Par contre avoir un enfant m’a toujours fait peur, et surtout je ne veux pas que mon ventre se déforme, avec des vergeture et tout, je trouve ça degueu. de plus quand je m’imagine enceinte je me dis tu jouerais encore un espèce de rôle pour incarner le corps de femme que tu as, ou je me dis : c’est pas toi ça. 
Je me disais c’est parce que je suis super timide, et je n’ose pas par peur d’attirer les regard sur moi, et je sais que des toute petite des qu’on me regardait ça me mettait mal à l’aise et jarretait aussitôt ce que j’étais entrain de faire.
De plus, de mes 13 ans à mes 21 ans j’ai subit des attouchements, des violes, j’ai toujours eu énormément du mal a dire non, c’est un effort surhumain à chaque fois … je n’ai jamais compris.  

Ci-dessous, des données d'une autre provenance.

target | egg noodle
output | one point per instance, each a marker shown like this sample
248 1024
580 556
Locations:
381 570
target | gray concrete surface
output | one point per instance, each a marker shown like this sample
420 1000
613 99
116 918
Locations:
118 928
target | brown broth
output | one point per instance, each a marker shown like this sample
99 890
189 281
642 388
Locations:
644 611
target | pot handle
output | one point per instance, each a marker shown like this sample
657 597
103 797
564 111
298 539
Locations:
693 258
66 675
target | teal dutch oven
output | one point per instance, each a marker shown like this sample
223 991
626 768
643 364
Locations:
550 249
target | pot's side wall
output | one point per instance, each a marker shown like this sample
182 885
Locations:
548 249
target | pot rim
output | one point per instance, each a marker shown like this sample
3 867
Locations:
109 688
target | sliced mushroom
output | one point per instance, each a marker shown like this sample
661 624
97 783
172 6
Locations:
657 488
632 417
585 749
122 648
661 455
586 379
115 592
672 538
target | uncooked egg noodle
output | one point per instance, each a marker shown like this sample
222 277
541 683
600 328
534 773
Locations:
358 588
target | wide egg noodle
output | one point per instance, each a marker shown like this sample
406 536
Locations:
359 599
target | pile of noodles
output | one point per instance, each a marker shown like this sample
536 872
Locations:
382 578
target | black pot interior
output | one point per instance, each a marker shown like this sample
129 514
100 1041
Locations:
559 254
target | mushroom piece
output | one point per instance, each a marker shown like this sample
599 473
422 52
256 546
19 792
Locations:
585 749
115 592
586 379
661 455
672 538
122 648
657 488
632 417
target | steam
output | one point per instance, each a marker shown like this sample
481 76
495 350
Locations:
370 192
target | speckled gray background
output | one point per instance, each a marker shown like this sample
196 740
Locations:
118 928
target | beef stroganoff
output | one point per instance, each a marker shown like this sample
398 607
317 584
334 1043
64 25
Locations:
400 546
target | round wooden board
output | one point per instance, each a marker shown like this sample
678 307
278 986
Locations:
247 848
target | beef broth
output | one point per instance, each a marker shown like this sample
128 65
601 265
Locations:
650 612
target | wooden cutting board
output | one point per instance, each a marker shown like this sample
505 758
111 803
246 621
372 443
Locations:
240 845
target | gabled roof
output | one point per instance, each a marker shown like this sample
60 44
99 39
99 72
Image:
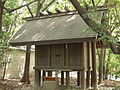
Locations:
63 29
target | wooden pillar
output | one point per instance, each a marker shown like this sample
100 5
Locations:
67 78
37 72
62 77
101 60
78 78
94 73
83 80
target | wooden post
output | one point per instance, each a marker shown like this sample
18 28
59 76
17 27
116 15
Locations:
83 80
78 78
101 60
62 77
25 77
67 78
37 72
94 74
44 74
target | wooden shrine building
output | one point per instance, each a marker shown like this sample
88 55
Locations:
62 43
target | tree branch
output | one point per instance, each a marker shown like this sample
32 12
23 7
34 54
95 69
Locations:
97 28
48 5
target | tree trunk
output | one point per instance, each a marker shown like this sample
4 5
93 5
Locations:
1 14
25 77
96 27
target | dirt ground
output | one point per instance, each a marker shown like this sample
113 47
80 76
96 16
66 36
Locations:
15 84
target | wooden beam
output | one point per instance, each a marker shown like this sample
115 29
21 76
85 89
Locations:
49 73
48 5
12 10
63 68
25 77
89 66
67 78
62 77
78 78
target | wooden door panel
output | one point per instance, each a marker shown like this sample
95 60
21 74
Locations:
61 52
73 54
44 55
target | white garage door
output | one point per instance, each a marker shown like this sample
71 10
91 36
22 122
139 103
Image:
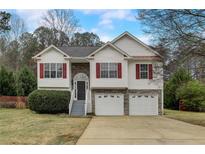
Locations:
109 104
143 104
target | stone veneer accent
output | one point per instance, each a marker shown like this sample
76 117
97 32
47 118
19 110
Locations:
80 68
126 93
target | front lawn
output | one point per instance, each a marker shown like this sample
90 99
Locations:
197 118
22 126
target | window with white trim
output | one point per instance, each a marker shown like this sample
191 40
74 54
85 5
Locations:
53 70
108 70
143 71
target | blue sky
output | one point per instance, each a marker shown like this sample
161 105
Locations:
105 23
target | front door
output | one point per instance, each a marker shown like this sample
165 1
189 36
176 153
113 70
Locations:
81 90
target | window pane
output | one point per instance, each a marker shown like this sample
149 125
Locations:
104 70
59 70
113 70
53 70
46 70
143 71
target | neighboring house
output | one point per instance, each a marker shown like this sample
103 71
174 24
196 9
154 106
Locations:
123 77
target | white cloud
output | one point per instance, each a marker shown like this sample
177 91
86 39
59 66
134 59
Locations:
106 17
94 30
105 38
145 38
31 17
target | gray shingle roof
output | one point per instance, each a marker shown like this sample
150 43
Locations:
78 51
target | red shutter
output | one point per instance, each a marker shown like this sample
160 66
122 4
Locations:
150 72
64 70
119 68
41 70
97 70
137 71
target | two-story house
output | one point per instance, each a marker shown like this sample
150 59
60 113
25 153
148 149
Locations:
122 77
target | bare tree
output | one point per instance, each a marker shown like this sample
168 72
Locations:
61 20
182 32
17 27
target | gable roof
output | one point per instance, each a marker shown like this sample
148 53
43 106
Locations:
78 51
112 46
48 48
137 40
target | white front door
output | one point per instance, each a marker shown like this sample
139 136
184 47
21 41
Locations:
143 104
80 85
109 104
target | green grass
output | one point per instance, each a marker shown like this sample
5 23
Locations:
22 126
197 118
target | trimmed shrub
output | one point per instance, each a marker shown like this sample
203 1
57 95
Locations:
8 104
180 77
26 82
49 101
192 94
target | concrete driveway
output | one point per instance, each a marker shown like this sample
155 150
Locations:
141 130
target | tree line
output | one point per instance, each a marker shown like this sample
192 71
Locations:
179 36
60 28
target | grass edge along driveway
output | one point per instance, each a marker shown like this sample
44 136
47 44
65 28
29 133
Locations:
22 126
196 118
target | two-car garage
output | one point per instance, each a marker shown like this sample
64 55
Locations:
109 104
113 104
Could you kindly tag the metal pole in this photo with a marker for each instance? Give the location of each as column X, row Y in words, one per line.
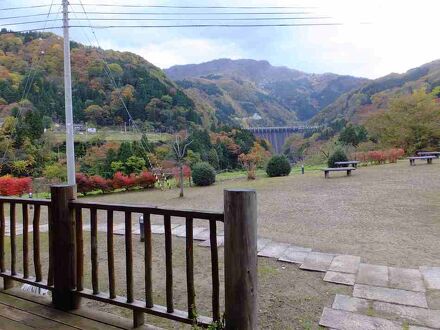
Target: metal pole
column 70, row 149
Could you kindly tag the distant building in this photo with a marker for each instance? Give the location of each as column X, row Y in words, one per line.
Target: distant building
column 79, row 127
column 256, row 116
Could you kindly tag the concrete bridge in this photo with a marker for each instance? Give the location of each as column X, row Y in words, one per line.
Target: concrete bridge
column 277, row 136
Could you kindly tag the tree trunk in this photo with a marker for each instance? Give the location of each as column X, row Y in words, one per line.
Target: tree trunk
column 181, row 180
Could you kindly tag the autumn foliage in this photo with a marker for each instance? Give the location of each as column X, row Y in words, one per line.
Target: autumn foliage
column 87, row 184
column 10, row 186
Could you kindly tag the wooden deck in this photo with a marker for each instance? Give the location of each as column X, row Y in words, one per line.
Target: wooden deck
column 21, row 310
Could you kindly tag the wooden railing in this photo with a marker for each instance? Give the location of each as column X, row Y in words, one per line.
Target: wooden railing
column 66, row 256
column 10, row 274
column 140, row 307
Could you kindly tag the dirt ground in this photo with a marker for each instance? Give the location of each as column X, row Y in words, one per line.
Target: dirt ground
column 388, row 214
column 289, row 298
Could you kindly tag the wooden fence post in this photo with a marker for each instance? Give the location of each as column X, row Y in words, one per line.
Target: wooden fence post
column 64, row 248
column 241, row 272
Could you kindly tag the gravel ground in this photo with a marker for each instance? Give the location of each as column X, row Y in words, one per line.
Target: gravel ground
column 388, row 214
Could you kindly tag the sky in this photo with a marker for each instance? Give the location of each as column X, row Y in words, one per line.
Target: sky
column 376, row 37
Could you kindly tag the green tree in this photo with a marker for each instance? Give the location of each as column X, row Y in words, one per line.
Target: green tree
column 411, row 123
column 353, row 135
column 134, row 165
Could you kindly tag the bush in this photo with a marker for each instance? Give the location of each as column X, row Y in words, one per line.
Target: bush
column 278, row 166
column 203, row 174
column 338, row 156
column 146, row 180
column 10, row 186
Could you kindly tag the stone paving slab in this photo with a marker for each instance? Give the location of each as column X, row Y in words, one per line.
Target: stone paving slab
column 317, row 261
column 220, row 242
column 119, row 229
column 344, row 320
column 160, row 229
column 345, row 264
column 372, row 275
column 295, row 254
column 262, row 243
column 202, row 236
column 157, row 229
column 295, row 257
column 396, row 296
column 413, row 315
column 351, row 304
column 273, row 250
column 179, row 230
column 406, row 279
column 196, row 231
column 431, row 276
column 340, row 278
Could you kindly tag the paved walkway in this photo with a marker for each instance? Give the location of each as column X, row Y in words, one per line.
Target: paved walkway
column 383, row 297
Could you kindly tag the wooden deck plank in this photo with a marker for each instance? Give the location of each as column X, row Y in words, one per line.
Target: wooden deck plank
column 8, row 324
column 31, row 320
column 83, row 318
column 44, row 309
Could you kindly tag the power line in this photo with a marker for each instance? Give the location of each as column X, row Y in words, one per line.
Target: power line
column 205, row 25
column 24, row 16
column 200, row 19
column 190, row 7
column 195, row 13
column 31, row 22
column 183, row 26
column 25, row 7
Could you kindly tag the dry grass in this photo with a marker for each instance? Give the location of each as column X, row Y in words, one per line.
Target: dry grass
column 387, row 214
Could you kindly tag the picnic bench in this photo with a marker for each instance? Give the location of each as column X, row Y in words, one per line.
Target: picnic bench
column 412, row 160
column 429, row 153
column 337, row 169
column 349, row 163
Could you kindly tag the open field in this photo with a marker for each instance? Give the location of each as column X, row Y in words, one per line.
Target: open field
column 388, row 214
column 289, row 298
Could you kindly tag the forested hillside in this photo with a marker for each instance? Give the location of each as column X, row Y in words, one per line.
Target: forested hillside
column 31, row 67
column 376, row 95
column 239, row 89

Alors je me suis demandé aussi c’est peut-être pour ça que tu veux être un garçon comme ça tu penses que tu aurais plus d’assurance, et surtout que tu ne te serais peut-être pas fait agresser. Mais certes j’y ai pensé mais je me suis dit que si je voulais changer de sexe a cause de ça c’était pas la bonne solution. Et j’ai comme l’impression que ce n’est pas a cause des agressions que je me sens pas vraiment moi… ce qui me rassure quand même.
Aujourd’hui, je n’y crois pas à cette révélation: d’être un garçon enfermé dans un corps de femme. Et pourtant quand je m’imagine avec un corps d’homme je me dis que je serais moi, que je serais la même personne, mais dans le bon corps. 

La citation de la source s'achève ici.